Now, it’s not like we haven’t repealed laws before when they proved bad or ineffective.  It’s not like we haven’t changed laws to make them more in line with our expectations.  It’s not like if the ACA isn’t dealt with right now, there will never be a chance again to do something with it.

But there’s a method, a process, a protocol.

I have never liked the back-door method of defunding or underfunding programs voted on in order to keep them inoperative and cause them to function so poorly that people will support their repeal.  It’s a cheat.  It happens quite a lot.  This may be the most high profile example of the attempt yet.  It’s a tantrum thrown by children who haven’t gotten their way.

Sometimes you can debate who started what fight, but the fact is the House has voted over 40 times to repeal “Obamacare” and has lost each time.  How any of them imagined filibustering the entire government over this was in any way defensible beggars the imagination.  To then turn around and say that the President won’t negotiate is ludicrous.

Look, it doesn’t matter if you don’t like the ACA or the idea of it, the fact is we voted on this and it is now the law.  Put your grown up pants on and live with it until, by due process, you can change the law.  Due process.  The system has spoken and you lost.

Boehner, for his part, is an ineffective speaker.  He cannot control his own caucus.  He’s terrified of losing the speakership, so he’s now in a position in which he has to distort the entire process to accommodate less than 40 representatives who are the well-known tail wagging the baffled dog.  In fact, he’s now putting forth such transparent distortions of the truth one wonders what became of the otherwise fairly reasonable congressman.

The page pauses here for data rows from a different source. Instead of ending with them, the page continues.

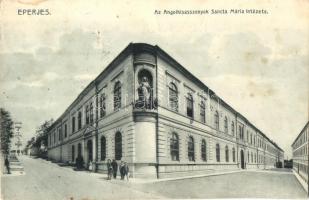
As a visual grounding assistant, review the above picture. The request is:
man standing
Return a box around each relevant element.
[112,159,118,179]
[4,156,11,174]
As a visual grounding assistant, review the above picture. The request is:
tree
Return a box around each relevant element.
[0,108,14,155]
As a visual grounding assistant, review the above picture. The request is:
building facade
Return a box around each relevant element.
[292,122,309,188]
[48,43,283,178]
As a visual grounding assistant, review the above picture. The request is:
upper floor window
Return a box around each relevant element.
[216,144,220,162]
[224,116,229,133]
[64,124,68,138]
[200,101,206,123]
[114,81,121,110]
[86,105,90,124]
[115,132,122,160]
[188,136,194,161]
[101,136,106,160]
[170,133,179,161]
[225,146,229,162]
[232,147,236,162]
[100,94,106,117]
[231,121,235,136]
[72,117,75,133]
[168,83,178,112]
[201,139,207,161]
[214,111,219,130]
[77,111,82,130]
[187,93,193,118]
[90,103,93,124]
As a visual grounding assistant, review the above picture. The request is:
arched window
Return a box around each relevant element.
[187,93,193,118]
[224,116,229,134]
[200,101,206,123]
[100,94,106,118]
[225,145,229,162]
[90,103,93,124]
[86,105,89,124]
[168,83,178,112]
[216,144,220,162]
[115,132,122,160]
[77,111,82,130]
[214,111,219,130]
[101,136,106,160]
[188,136,194,161]
[72,145,75,162]
[232,147,236,162]
[114,81,121,110]
[201,139,207,161]
[170,133,179,161]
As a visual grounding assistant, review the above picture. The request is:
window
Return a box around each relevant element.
[201,139,207,161]
[72,117,75,133]
[216,144,220,162]
[188,136,194,161]
[64,124,68,138]
[58,128,62,141]
[215,111,219,130]
[170,133,179,161]
[77,143,82,156]
[100,94,106,118]
[224,116,229,134]
[90,103,93,124]
[232,147,236,162]
[187,93,193,118]
[77,111,82,130]
[231,121,235,136]
[225,146,229,162]
[114,81,121,110]
[168,83,178,112]
[200,101,206,123]
[101,136,106,160]
[72,145,75,162]
[86,105,89,124]
[115,132,122,160]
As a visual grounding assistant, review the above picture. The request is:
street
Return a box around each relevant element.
[1,156,306,200]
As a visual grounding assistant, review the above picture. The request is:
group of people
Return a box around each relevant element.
[107,159,129,180]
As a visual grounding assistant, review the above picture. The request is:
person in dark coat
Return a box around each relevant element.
[76,155,84,170]
[112,159,118,178]
[119,161,126,180]
[106,159,113,180]
[4,156,11,174]
[124,162,130,181]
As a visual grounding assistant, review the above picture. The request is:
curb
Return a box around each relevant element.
[293,170,308,193]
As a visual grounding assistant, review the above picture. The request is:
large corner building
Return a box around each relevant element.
[292,121,309,188]
[48,43,283,178]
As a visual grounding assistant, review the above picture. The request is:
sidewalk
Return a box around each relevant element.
[293,170,308,193]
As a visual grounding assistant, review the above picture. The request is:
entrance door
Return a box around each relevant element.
[240,150,245,169]
[87,140,92,162]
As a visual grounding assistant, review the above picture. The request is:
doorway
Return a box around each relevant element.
[240,150,245,169]
[87,140,92,162]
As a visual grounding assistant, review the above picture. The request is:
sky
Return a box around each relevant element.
[0,0,309,158]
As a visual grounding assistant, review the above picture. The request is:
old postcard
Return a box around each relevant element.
[0,0,309,200]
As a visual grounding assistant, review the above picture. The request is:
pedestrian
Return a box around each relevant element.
[119,161,126,180]
[124,162,130,181]
[4,156,11,174]
[107,159,113,180]
[112,159,118,179]
[88,160,93,171]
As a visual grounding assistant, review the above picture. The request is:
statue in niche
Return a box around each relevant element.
[137,76,151,109]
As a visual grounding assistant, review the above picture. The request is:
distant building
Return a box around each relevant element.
[48,43,283,178]
[292,121,309,188]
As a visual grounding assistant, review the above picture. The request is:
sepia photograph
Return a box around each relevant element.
[0,0,309,200]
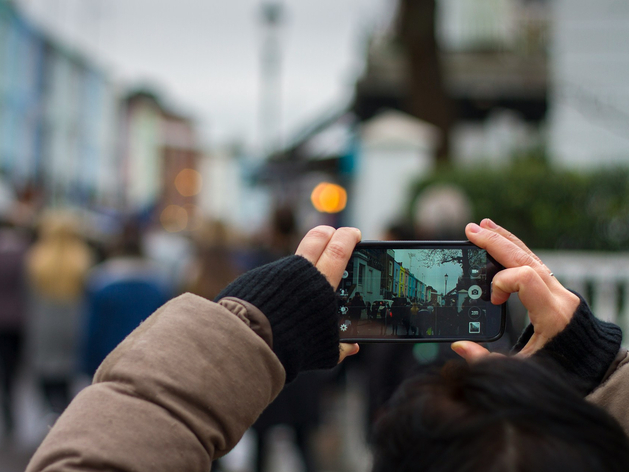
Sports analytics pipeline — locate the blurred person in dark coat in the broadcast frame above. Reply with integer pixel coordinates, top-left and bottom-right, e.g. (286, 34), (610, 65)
(81, 220), (174, 375)
(27, 211), (94, 414)
(0, 215), (29, 436)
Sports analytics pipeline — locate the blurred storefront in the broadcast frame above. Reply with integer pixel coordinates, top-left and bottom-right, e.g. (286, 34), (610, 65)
(0, 1), (202, 229)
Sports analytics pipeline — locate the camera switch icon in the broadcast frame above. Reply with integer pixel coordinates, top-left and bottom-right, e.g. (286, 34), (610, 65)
(467, 285), (483, 300)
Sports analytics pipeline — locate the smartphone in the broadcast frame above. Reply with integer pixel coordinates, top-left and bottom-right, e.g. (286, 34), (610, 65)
(336, 241), (506, 342)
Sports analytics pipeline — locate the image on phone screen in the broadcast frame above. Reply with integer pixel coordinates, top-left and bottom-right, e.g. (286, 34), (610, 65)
(337, 242), (505, 342)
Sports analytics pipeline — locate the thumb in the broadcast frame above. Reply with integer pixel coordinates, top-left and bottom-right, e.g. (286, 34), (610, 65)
(339, 343), (359, 364)
(450, 341), (491, 363)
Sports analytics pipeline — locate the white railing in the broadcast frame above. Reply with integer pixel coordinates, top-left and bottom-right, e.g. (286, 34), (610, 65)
(535, 251), (629, 338)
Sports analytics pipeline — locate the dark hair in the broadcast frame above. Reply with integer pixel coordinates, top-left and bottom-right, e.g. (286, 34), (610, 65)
(372, 357), (629, 472)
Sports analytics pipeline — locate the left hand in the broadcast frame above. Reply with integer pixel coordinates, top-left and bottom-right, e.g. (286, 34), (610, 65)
(452, 219), (580, 361)
(295, 226), (361, 362)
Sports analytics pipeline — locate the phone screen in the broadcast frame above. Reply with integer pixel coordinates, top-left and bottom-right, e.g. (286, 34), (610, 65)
(337, 241), (505, 342)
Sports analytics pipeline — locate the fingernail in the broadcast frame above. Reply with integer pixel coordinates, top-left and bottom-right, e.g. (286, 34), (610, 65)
(450, 342), (465, 357)
(485, 218), (498, 229)
(467, 223), (482, 233)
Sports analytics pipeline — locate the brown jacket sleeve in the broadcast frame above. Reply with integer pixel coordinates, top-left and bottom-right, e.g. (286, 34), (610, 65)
(586, 349), (629, 435)
(27, 294), (285, 472)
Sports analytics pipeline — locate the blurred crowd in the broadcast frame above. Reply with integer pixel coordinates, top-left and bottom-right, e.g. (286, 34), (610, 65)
(0, 183), (519, 472)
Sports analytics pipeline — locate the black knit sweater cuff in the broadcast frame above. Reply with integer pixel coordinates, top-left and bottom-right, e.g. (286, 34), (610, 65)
(215, 256), (339, 383)
(513, 292), (622, 395)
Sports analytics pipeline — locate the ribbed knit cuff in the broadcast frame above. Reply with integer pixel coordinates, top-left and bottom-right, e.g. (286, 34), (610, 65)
(215, 256), (339, 383)
(513, 292), (622, 395)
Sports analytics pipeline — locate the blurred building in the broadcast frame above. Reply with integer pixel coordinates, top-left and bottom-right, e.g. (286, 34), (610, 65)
(0, 0), (202, 230)
(261, 0), (550, 239)
(119, 90), (203, 231)
(0, 1), (119, 205)
(549, 0), (629, 169)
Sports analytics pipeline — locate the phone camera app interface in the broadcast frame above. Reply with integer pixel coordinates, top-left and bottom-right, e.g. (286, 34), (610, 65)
(337, 247), (491, 339)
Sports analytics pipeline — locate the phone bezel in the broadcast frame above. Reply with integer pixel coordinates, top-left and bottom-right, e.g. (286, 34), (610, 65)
(335, 240), (507, 343)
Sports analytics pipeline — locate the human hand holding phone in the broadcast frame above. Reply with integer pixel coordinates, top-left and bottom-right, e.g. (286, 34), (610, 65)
(295, 226), (361, 362)
(452, 219), (580, 361)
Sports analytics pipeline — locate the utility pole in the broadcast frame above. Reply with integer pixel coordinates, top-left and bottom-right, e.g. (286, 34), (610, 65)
(258, 0), (284, 156)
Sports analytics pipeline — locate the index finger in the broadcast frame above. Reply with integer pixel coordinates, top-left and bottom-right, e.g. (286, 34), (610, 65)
(315, 228), (361, 289)
(295, 225), (336, 266)
(480, 218), (543, 265)
(465, 223), (544, 269)
(295, 226), (360, 288)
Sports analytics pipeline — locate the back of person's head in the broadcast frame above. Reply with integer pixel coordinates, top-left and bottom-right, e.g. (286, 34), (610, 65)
(373, 357), (629, 472)
(27, 212), (93, 300)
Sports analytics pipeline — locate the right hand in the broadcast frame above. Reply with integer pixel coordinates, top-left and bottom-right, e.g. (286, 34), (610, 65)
(295, 226), (361, 362)
(452, 219), (580, 361)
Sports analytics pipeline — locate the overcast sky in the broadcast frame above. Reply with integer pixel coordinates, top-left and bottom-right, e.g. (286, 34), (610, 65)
(17, 0), (395, 149)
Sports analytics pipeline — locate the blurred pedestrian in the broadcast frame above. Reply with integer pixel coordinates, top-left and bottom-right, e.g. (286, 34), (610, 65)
(0, 215), (28, 436)
(27, 211), (94, 414)
(185, 221), (242, 300)
(81, 220), (174, 375)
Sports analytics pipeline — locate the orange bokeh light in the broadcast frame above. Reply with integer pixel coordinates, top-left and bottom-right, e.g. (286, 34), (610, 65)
(310, 182), (347, 213)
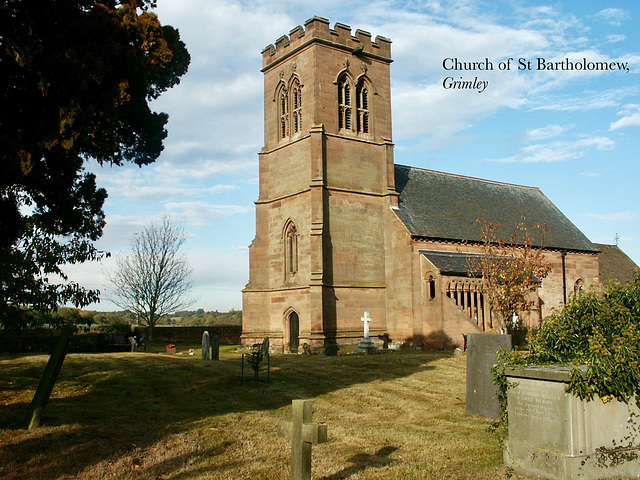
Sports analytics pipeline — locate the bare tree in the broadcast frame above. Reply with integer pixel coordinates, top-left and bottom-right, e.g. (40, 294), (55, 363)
(107, 216), (194, 340)
(472, 217), (551, 332)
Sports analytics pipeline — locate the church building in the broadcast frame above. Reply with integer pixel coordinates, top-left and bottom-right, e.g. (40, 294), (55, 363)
(242, 17), (599, 353)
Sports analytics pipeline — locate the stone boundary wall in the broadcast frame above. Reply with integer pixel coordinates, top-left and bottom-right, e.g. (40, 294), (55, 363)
(140, 325), (242, 345)
(0, 325), (242, 354)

Obama cannot yield.  This cannot be established as an acceptable tactic.  This is the very definition of minority rule.

All because…

Well, there are a number of theories, but overall it seems because a faction has determined that, though they are a part of it, Government is incapable of doing anything beneficial and the only way to go is to kill it.  We’ve heard that before, from Grover Norquist, but even he is looking at these folks with trembling knees.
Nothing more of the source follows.